Here’s a picture of me dominating the directions of a different annoying & skinny girl
during a charity-like Yoga class in a ladies’ gym here:

I’ve since given up on Yoga… Fail.

My friend, Margie, told me about the Bar Method & took me to a class.
I liked it—it was low-impact & I walked away feeling great & also like I hadn’t really worked out—
double bonus.
[We’ll see if I can walk tomorrow.]
The Bar Method is pretty much like ballet meets Pilates, who used to date Yoga.
[I think I might be in love.]

The only comments I get from my local friends here regarding exercise
is how I need to do it so that I can lose weight so that someone will marry me.
[This, of course, is said while they’re feeding me
too much rice, yogurt & cups of sugar with some tea in them
.]
And also that I’m crazy for exerting physical energy
when not in a life/death situation.

I can’t win. But I’m enthusiastic.

It’s so important for me to work out—my rage & my body.
Endorphins are a must when living cross-culturally.
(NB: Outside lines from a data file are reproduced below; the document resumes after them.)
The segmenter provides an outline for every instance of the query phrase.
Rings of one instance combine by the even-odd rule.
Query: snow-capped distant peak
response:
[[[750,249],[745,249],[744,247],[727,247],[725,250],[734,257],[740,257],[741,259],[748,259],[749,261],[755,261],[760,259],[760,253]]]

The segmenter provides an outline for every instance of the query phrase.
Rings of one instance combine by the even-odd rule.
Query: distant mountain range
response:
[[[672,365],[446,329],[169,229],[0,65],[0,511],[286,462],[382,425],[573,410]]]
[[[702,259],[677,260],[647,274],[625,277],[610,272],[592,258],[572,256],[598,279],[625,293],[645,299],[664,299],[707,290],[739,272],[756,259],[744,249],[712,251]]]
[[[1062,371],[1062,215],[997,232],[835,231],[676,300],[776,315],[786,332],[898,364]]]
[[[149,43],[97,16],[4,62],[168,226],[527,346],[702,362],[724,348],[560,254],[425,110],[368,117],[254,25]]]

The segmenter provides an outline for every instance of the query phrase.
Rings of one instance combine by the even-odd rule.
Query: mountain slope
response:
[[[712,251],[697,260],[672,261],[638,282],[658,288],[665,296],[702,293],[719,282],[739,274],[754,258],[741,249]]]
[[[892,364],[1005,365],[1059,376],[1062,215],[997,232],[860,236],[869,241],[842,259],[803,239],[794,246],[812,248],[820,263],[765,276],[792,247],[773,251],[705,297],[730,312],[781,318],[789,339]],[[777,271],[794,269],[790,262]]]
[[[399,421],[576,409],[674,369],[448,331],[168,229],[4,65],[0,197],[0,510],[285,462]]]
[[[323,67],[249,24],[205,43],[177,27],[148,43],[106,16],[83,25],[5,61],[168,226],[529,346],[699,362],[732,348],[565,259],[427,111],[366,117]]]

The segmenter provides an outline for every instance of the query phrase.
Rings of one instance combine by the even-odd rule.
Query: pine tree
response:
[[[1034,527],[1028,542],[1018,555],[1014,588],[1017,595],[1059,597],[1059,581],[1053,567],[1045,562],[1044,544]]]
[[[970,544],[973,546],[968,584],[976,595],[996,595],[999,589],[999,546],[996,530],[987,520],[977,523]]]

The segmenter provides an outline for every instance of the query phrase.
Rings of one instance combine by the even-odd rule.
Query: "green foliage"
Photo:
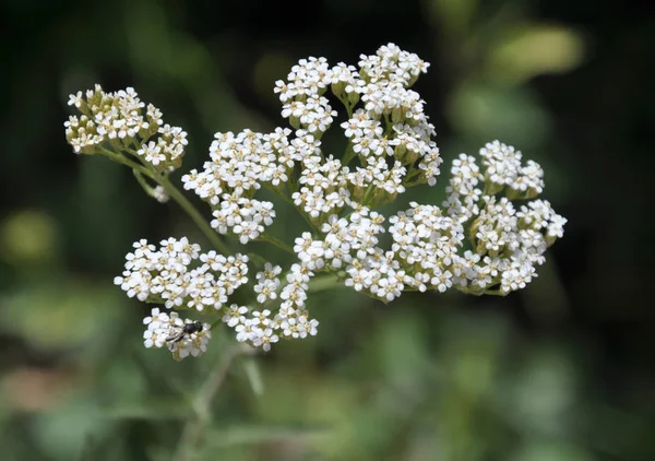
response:
[[[636,264],[614,252],[631,239],[624,234],[604,234],[616,237],[616,245],[583,255],[593,241],[588,235],[575,240],[573,233],[571,241],[580,245],[569,249],[584,261],[560,256],[560,264],[544,268],[529,289],[505,299],[406,296],[382,306],[348,289],[319,293],[309,306],[321,320],[319,336],[281,344],[269,355],[234,357],[209,412],[199,411],[198,395],[231,340],[215,339],[202,360],[175,363],[164,351],[145,351],[141,307],[111,284],[134,239],[191,238],[195,230],[178,210],[151,201],[129,172],[74,157],[61,135],[64,95],[96,81],[107,90],[139,87],[189,131],[182,166],[188,170],[202,163],[214,131],[275,126],[277,106],[266,97],[288,62],[322,52],[334,62],[353,61],[355,50],[365,47],[355,43],[359,32],[342,35],[338,21],[348,15],[343,8],[370,24],[376,11],[400,7],[325,2],[322,14],[334,28],[315,24],[312,39],[298,29],[283,39],[266,36],[271,29],[254,22],[238,22],[251,10],[257,14],[259,7],[250,3],[238,14],[223,2],[211,12],[201,2],[71,2],[61,9],[37,3],[3,7],[17,26],[15,39],[1,45],[8,60],[4,87],[12,93],[0,109],[7,185],[1,204],[11,211],[0,215],[2,460],[170,460],[180,452],[184,428],[196,423],[198,438],[184,453],[199,461],[655,457],[652,367],[644,366],[652,327],[626,340],[619,352],[605,342],[604,330],[615,328],[620,335],[623,327],[614,324],[616,319],[640,323],[648,302],[628,303],[626,285],[610,288],[604,300],[599,293],[614,285],[594,279],[616,264],[626,275],[612,270],[609,282],[632,283]],[[410,31],[404,22],[380,25],[367,39],[376,42],[371,48],[391,39],[417,52],[422,48],[429,52],[419,55],[439,62],[421,84],[431,88],[427,99],[440,95],[443,102],[439,108],[429,105],[444,131],[442,151],[471,151],[490,138],[505,139],[529,150],[549,172],[545,194],[552,201],[571,209],[590,205],[581,198],[592,196],[593,169],[583,162],[580,184],[574,181],[579,172],[568,153],[580,147],[558,138],[560,126],[572,120],[557,118],[570,111],[579,120],[575,95],[585,81],[567,72],[590,57],[581,28],[550,25],[513,1],[401,7],[383,14],[391,24],[405,21],[409,11],[422,14],[407,21]],[[286,22],[262,22],[286,27],[293,22],[291,12],[286,14]],[[584,37],[606,32],[602,23],[591,24]],[[415,32],[417,24],[424,35]],[[622,32],[624,40],[634,43],[630,37],[640,35],[629,32]],[[639,44],[631,46],[641,52]],[[622,69],[626,62],[609,55],[604,66]],[[568,92],[552,101],[533,84],[548,74],[571,79],[563,86]],[[617,93],[618,115],[641,110],[631,113],[630,105],[636,107],[647,87],[635,86],[639,96],[632,99]],[[584,114],[593,118],[595,111],[602,110]],[[617,119],[629,117],[612,116],[607,126],[617,130]],[[605,128],[594,122],[571,130],[586,130],[583,141],[598,139],[592,143],[596,154],[604,132],[611,131]],[[610,141],[608,162],[633,147],[622,138]],[[604,184],[598,193],[608,188]],[[441,200],[432,197],[437,191],[413,193]],[[603,206],[614,203],[614,196],[599,197]],[[652,228],[630,214],[624,199],[616,208],[615,216],[623,220],[619,227]],[[287,229],[306,225],[290,213],[287,218],[283,204],[278,216],[272,233],[282,239]],[[581,216],[592,226],[598,221],[595,214]],[[258,245],[252,248],[263,250]],[[264,256],[284,262],[281,251]],[[572,272],[580,264],[587,272]],[[572,273],[576,276],[565,277]],[[619,358],[607,362],[615,352]]]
And so as I seek to improve my posture, from the inside out, I just have one last question:

Is it okay for me to say that the things I did for Love this week
involved Yoga in my living room
and a free Bar Method at a co-ed
[???] gym?

Because that’s what I’m claiming…

Right before the [all-women] Bar Method Class with Margie.

[P.S.: Please disregard the really bad sunburn & tan-lines.
I was a tourist earlier this week,
so the sun was introduced to my skin… Don’t judge me
.
This picture also serves as proof that I wear sunglasses. Often.]